One day my princess will come.......I just hope I'm on top of her when she does.

Thursday, 19 February 2009

But who was that caped crusader?

Or thats what people would say had I been wearing a cape.

Yes, I'm sorry I'm back in London and obviously very busy with it.

London's changed - a lot. The London I left (see my very first post - it's not too far down I promise) was always summer and warm and pleasant and exciting. The London I'm back to is grimey, miserable and nervous.

It's a sad 'fact of life' that kids these days are being shot/stabbed/beaten left, right and centre. No area these days can be looked on as a safe one and the numbers of kids falling is ever growing.

So you may be surprised - though not half as surprised as I was today when I boarded my Tube on my way home. Some 'yoofs' had decided to have a water fight. I got wet. I saw red.

Next thing I know I'm standing up towering over one of the 'yoofs' forcefully asking what he thought he was playing at. Oddly he didn't seem to hear me so I reiterated my point. He seemed more interested in looking away so I reached into my pocket, pulled out my TfL staff pass rammed it under his nose and asked to see the 'yoofs' Oyster card so that I could confiscate it for the 'yoof' breaching the behavior clause - Ha! no more free travel for you sonny! Much to my annoyance he had a paper ticket which I inspected carefully. I handed it back and quite amazingly they all decided that this was their stop.
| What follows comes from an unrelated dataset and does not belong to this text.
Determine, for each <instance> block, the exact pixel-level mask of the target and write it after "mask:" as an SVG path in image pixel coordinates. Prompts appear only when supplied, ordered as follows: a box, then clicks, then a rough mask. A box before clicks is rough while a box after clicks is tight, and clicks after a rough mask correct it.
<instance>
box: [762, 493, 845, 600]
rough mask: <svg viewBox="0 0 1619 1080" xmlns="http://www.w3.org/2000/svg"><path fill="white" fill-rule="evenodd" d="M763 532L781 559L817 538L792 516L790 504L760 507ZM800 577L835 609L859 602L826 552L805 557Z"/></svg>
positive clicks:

It blatantly wasn't as I knew know from the ticket where they were going.

I felt good. I felt powerful. I was smiled at by a woman who had obviously been suffering these little pricks since Wimbledon.
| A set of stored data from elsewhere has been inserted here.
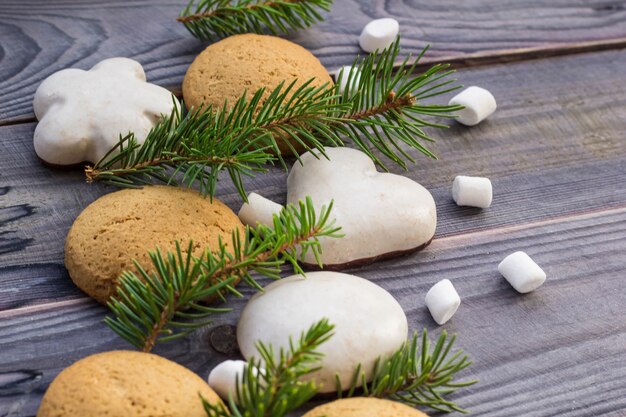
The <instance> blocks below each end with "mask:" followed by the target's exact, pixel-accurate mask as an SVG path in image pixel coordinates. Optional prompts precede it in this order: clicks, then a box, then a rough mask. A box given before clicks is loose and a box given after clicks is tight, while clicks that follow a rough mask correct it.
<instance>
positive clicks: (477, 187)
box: [452, 175, 493, 208]
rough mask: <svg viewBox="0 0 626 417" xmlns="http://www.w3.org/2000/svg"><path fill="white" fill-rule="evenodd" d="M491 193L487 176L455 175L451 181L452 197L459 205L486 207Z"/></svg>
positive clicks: (486, 206)
mask: <svg viewBox="0 0 626 417" xmlns="http://www.w3.org/2000/svg"><path fill="white" fill-rule="evenodd" d="M492 195H493V191H492V187H491V181H490V180H489V178H484V177H467V176H465V175H457V176H456V178H454V182H453V183H452V198H453V199H454V202H455V203H456V204H457V205H459V206H471V207H479V208H487V207H489V206H490V205H491V200H492Z"/></svg>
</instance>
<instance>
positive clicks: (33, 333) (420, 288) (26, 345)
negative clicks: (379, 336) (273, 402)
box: [0, 208, 626, 417]
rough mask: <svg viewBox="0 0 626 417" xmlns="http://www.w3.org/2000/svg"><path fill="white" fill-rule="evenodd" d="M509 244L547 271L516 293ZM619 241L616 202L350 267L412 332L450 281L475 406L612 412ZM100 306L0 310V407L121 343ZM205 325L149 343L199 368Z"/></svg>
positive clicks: (208, 347)
mask: <svg viewBox="0 0 626 417" xmlns="http://www.w3.org/2000/svg"><path fill="white" fill-rule="evenodd" d="M514 250H525V251H527V252H528V253H529V254H530V255H531V256H533V258H534V259H535V260H536V261H537V262H538V263H539V264H540V265H541V266H543V267H544V269H545V271H546V272H547V274H548V281H547V282H546V284H545V285H544V286H543V287H541V288H540V289H539V290H537V291H536V292H534V293H531V294H527V295H520V294H518V293H516V292H515V291H514V290H513V289H512V288H511V287H510V286H509V285H508V284H507V283H506V282H505V281H504V279H503V278H502V277H500V276H499V274H498V272H497V269H496V267H497V264H498V262H499V261H500V260H501V259H502V258H503V257H504V256H505V255H507V254H508V253H510V252H512V251H514ZM625 250H626V208H621V209H615V210H609V211H603V212H598V213H592V214H585V215H580V216H575V217H571V218H569V219H555V220H551V221H542V222H539V223H537V224H534V225H533V224H531V225H527V226H526V227H524V228H522V229H519V230H515V229H506V230H503V229H494V230H489V231H482V232H477V233H469V234H465V235H462V236H454V237H448V238H441V239H438V240H435V241H434V242H433V244H432V245H431V246H430V247H429V248H428V249H427V250H425V251H424V252H421V253H419V254H417V255H413V256H410V257H407V258H403V259H402V260H400V261H388V262H382V263H378V264H376V265H374V266H372V267H370V268H364V269H361V270H359V271H357V272H356V273H357V274H358V275H361V276H363V277H365V278H368V279H371V280H372V281H374V282H376V283H377V284H379V285H381V286H383V287H385V288H386V289H387V290H388V291H390V292H391V293H392V294H393V295H394V296H395V297H396V298H397V299H398V301H399V302H400V304H401V305H402V306H403V308H404V310H405V312H406V313H407V315H408V317H409V323H410V327H411V329H412V330H420V329H422V328H423V327H426V328H428V330H429V331H430V332H431V334H433V335H436V334H438V333H439V331H440V328H438V327H437V326H436V324H435V323H434V322H433V321H432V319H431V318H430V315H429V314H428V312H427V310H426V308H425V306H424V302H423V297H424V295H425V293H426V291H427V290H428V288H430V286H431V285H433V284H434V283H435V282H437V281H438V280H440V279H443V278H448V279H450V280H452V281H453V283H454V285H455V287H456V288H457V290H458V292H459V294H460V295H461V297H462V299H463V302H462V305H461V308H460V309H459V311H458V312H457V314H456V315H455V317H454V318H453V319H452V320H451V321H450V322H448V323H447V324H446V325H445V326H443V328H445V329H446V330H447V331H449V332H458V334H459V338H458V343H459V347H462V348H464V349H465V350H466V351H467V353H468V354H469V355H471V357H472V359H473V360H474V361H475V364H474V365H473V366H472V367H471V368H470V369H469V370H468V371H467V372H465V373H464V376H465V377H466V378H479V379H480V380H481V383H480V384H478V385H476V386H474V387H472V388H469V389H464V390H462V391H461V392H459V393H458V394H457V395H456V396H455V397H454V400H455V401H458V402H459V403H460V404H462V405H463V406H466V407H468V408H470V409H471V411H472V412H473V414H472V415H476V416H494V417H495V416H519V415H524V416H551V415H561V416H581V415H588V416H591V415H593V416H599V415H603V416H618V415H622V414H620V413H622V412H623V410H624V409H625V408H626V397H624V396H623V395H621V393H623V391H624V389H626V386H625V385H624V384H626V382H625V381H624V379H623V375H624V374H626V361H624V360H623V358H624V356H625V355H626V325H625V323H626V288H625V287H624V285H623V270H624V267H625V266H626V265H625V263H624V262H625V260H624V258H623V257H622V256H620V255H621V254H623V253H624V251H625ZM243 292H244V294H245V298H244V299H234V300H231V302H230V303H229V305H230V306H232V307H234V308H235V311H233V312H231V313H228V314H225V315H222V316H218V317H216V322H215V326H214V327H213V328H212V329H214V328H215V327H216V326H218V325H222V324H231V325H234V324H236V322H237V316H238V311H239V310H240V309H241V308H242V307H243V305H244V303H245V299H246V298H248V297H249V296H250V295H251V294H252V290H250V289H244V291H243ZM104 314H105V309H104V308H103V307H101V306H99V305H97V304H95V303H94V302H92V301H89V300H77V301H69V302H65V303H56V304H50V305H40V306H34V307H27V308H24V309H21V310H13V311H8V312H3V313H0V352H2V354H0V415H6V414H7V413H9V412H11V411H13V412H15V413H16V414H17V415H22V416H31V415H34V413H35V411H36V409H37V406H38V402H39V400H40V398H41V396H42V395H43V392H44V391H45V388H46V386H47V385H48V384H49V382H50V381H51V380H52V379H53V378H54V376H55V375H56V374H57V373H58V372H59V371H60V370H61V369H63V368H64V367H66V366H68V365H69V364H71V363H73V362H74V361H76V360H77V359H79V358H82V357H84V356H87V355H89V354H91V353H95V352H100V351H104V350H111V349H121V348H127V346H126V345H125V344H124V342H123V341H122V340H121V339H119V338H117V337H116V336H115V335H114V334H113V333H112V332H111V331H109V330H108V329H107V328H106V326H105V325H104V324H103V323H102V318H103V316H104ZM212 329H208V328H207V329H203V330H202V331H199V332H197V333H194V334H193V335H191V336H190V337H188V338H186V339H184V340H182V341H179V342H176V343H172V344H164V345H160V346H158V347H157V351H156V352H157V353H159V354H161V355H163V356H165V357H167V358H170V359H173V360H175V361H177V362H179V363H181V364H183V365H185V366H188V367H189V368H191V369H192V370H194V371H195V372H197V373H198V374H199V375H201V376H203V377H206V375H207V374H208V372H209V370H210V369H211V368H212V367H213V366H214V365H215V364H217V363H218V362H219V361H221V360H224V359H225V358H226V357H227V356H226V355H222V354H219V353H217V352H216V351H215V350H213V348H212V347H211V344H210V343H209V338H210V334H211V332H212ZM85 335H89V337H85ZM26 341H27V343H25V342H26ZM16 380H17V381H19V382H18V383H16V382H15V381H16ZM7 381H8V382H7ZM453 415H454V414H453Z"/></svg>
But as the title of this post says - Who was that? It really oughtn't have been me. That's not who I am; I'm the timid one that doesn't make eye contact. Not anymore methinks.

Maybe I've found my fire again. In this respect at least.
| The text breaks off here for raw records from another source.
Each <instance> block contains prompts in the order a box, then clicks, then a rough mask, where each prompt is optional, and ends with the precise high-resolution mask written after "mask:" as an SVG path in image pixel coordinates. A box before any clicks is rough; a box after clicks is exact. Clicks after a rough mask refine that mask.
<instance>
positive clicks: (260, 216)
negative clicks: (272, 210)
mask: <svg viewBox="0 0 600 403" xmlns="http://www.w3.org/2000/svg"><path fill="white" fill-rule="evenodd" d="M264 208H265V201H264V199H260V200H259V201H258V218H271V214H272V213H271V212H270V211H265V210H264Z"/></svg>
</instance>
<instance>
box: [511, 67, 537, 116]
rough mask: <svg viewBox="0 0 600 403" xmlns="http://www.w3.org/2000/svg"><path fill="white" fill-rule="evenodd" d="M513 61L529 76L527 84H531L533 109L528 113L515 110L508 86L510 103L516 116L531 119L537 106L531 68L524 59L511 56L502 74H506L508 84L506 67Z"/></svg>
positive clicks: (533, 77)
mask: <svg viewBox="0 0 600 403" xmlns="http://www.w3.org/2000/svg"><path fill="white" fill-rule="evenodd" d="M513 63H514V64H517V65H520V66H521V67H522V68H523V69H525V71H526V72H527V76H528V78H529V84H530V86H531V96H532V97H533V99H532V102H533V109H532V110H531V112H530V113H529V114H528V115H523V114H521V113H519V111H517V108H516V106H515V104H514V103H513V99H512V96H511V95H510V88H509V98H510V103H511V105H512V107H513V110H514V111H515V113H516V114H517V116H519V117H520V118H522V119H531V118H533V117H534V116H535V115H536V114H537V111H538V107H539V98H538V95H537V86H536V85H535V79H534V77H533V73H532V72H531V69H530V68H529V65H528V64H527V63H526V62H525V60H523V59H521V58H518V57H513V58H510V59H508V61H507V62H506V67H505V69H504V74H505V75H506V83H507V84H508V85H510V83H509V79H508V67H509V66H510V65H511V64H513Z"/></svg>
In other news the civil (relationship) war is over and MCM and I have drawn up peace agreements and while there may still be the occasional resistance uprising, calm is very quickly restored.

MLA continues to grow and astound - she is the cause and solution to most of my problems. The cause as I still hate not being the utopian family unit I wanted for her but solution as she has power more than any medicine. No matter how I'm feeling, even if its euphoric, MLA can make me feel even better.

And now back to my age old whinge.

It's crap being single. I've fished on certain websites and have met and had a handful of dates with a handful of girls. Some were plain, some were dull, some were just plain dull. I am in no doubt that my confidence has grown and I have no problem meeting new people, but I am always left wanting. Wanting for more conversation, wanting for more attention, wanting for more wanting. Some of them I met and there was more spark in a box of damp matches, and I was wondering if I could get away with saying I'd urgently been called back into work - but who needs an urgent reply to a complaint about TfL at 9 pm??

So for now I continue to tread my path alone. Valentines was spent with a certain person and we went to see Zorro. I emplore you to see it - it's wonderful. It was a wonderful night. I had bought the tickets and insisted we were to look good. I went for a haircut and cut-throat shave and came back to slip into my best pin-stripes. Certain person was slinky in satin and we stepped out to the West End. I had the best night in a long time. Someetimes I wonder, what if certain person really is 'a certain person'? God knows how she put up with me at times but always ready with a hug and a kind word - don't get me wrong she can be ready with an unkind word just as quickly but thankfully these aren't as frequent.

I dunno, time will tell I guess - but then maybe it's just too late. Maybe I'm feeling needy. Spring approaches so I will invariably feel the need to make nest at some point. I'm just fed up being/accommodating the cuckoo.

You must excuse me now - I have to restock my utility belt and whip the batmobile down to the Esso garage.